Currently, strategies based on premium factors are everywhere: from funds or ETFs built on ratios or statistics perfectly specified, trying to exploit specific factor premia, to boutique instruments more or less opaque that following one or more risk premia.
In any case, one of the questions we may pose is what the best way to combine several risk premia is and what interaction can expect. In this post, we are going to examine this question with an example. Concretely, we will evaluate how a strategy, that is guided by only a factor, could be completely disrupted by limiting the universe of stocks by means of a different factor.
Factors
In this post we are going to consider four factors/anomalies: Value, Quality, Momentum, and Low Vol. Each of them are build as an aggregation of several ratios and statistics, to make them more robust and less dependent on a specific statement.
- Value factor considers 9 ratios, among which you can find Price to Book, EV to EBITDA, or Price to Earnings.
- The quality factor takes into consideration mostly profitability ratios like ROE, ROA, or ROIC.
- Momentum and Volatility follow classic implementations with several calculation windows between 6 months and 12 months.
Backtesting of the four factors based on the S&P 500 components in the period 1/1/2000 – 17/4/2020, selecting every week the decile with the highest ranking according to each factor, generate quite different statistics depending on the factor used:
- While Value shows tremendous performance, it suffers dramatic drawdowns and amazing runups, with huge volatility.
- Momentum presents modest performance, with notorious drawdowns.
- Quality and Low Volatility produce prominent performance with moderate drawdowns (mostly Low Volatility) and with poor runups in the case of Low Volatility.

Seen these results, an immediate reaction would be to join several factors to obtain strategies with better properties, keeping the best of each factor and smoothing the worse effect of them.
Cascade Selection
A very straightforward way to combine several factors and analyse the effect between them – apart from the classic techniques of combining scores or techniques of rank aggregation – is by a cascade selection doing consecutive selections based on the factors, limiting step by step the universe.
Let us examine what would happen if, in a Pure Low Vol strategy, that selects the stocks of the S&P 500 with the lowest volatility, we would do a previous selection of 3 deciles (150 stocks) based on the other 3 factors
respectively.
In the boxplot graphs representing the backtests from 1/1/2000 to 17/4/2020 in different days of portfolio revision, you can see how the behaviour of LowVol changes tremendously with each previous selection, taking each backtest some of the characteristics of the first factor selected rather than the one of the second and final selections (LowVol).
As you can imagine, the more stocks selected in the first “cascade”, the softer bias to this factor we get.

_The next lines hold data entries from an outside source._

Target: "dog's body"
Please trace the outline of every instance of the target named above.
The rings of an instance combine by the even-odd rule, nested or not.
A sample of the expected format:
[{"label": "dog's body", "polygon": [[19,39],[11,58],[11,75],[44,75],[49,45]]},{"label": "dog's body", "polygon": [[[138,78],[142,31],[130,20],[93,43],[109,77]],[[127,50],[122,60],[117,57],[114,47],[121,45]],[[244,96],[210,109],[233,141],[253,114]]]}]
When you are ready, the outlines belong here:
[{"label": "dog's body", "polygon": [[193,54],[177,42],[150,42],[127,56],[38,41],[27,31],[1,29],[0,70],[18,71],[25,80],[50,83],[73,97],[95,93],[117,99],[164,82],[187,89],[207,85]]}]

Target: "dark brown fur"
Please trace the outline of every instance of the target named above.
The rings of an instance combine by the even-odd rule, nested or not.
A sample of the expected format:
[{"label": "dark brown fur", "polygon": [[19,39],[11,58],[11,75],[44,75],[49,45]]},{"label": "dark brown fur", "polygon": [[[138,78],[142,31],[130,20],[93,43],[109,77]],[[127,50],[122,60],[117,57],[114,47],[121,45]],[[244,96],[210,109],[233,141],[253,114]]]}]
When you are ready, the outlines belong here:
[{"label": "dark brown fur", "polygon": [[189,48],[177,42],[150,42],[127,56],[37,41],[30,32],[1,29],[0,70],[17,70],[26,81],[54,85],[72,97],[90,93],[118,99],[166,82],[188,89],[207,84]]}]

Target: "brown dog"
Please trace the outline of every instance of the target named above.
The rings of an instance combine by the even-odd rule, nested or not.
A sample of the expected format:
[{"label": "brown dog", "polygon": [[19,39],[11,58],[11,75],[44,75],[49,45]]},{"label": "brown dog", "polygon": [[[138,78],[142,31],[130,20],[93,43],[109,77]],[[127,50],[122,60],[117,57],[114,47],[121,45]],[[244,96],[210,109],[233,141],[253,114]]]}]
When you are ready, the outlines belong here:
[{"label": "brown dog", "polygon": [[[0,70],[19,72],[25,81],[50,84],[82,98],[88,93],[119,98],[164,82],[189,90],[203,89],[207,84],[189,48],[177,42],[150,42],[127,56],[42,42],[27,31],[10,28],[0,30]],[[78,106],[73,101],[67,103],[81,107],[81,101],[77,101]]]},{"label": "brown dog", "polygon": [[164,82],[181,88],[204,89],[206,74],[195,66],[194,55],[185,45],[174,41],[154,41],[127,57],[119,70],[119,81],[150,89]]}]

For example, the cascade Value-Low Vol gets closer to the behaviour of the Pure Value, mainly in terms of risk: higher runups, a large increment of volatility, deeper drawdowns, and an increment of annualized return.

Factor Exposure
If you analyse the factor exposure to Low Vol factor and Value factor according to the method described in Factor Exposure: The Turn of The Screw, we can obtain the evolution of the exposures along the period with regards to the S&P 500 index, where the value 0.5 would represent the exposure of the index to a specific factor, and 1 the component of the index with maximum factor.
In the analysis of the pure Low Vol selection, the exposure of the portfolio backtested is near 1 regarding the Low Vol factor, while the Value exposure is close to 0.5 (index exposure) most of the time, but at the beginning.
When we implement a cascade selection based on Value factor previous to the Low Vol Selection, the factor exposure changes enormously, with a clear bias to Value Factor but also with some periods where the exposure to Low Volatility factor is quite high (sure higher than the one of a Pure Value Selection).
Conclusions
Cascade factor selection would allow us to incorporate some nuances to a stand-alone factor selection, correcting some lacks that appear in every factor. It is possible to use several “factor falls”, generating more complex interactions among the factors.
A drawback in this kind of implementations is the need of broad universes, as in each step of the cascade the universe gets smaller. Besides, the order of the factors and number of selected stocks play an important role to be controlled.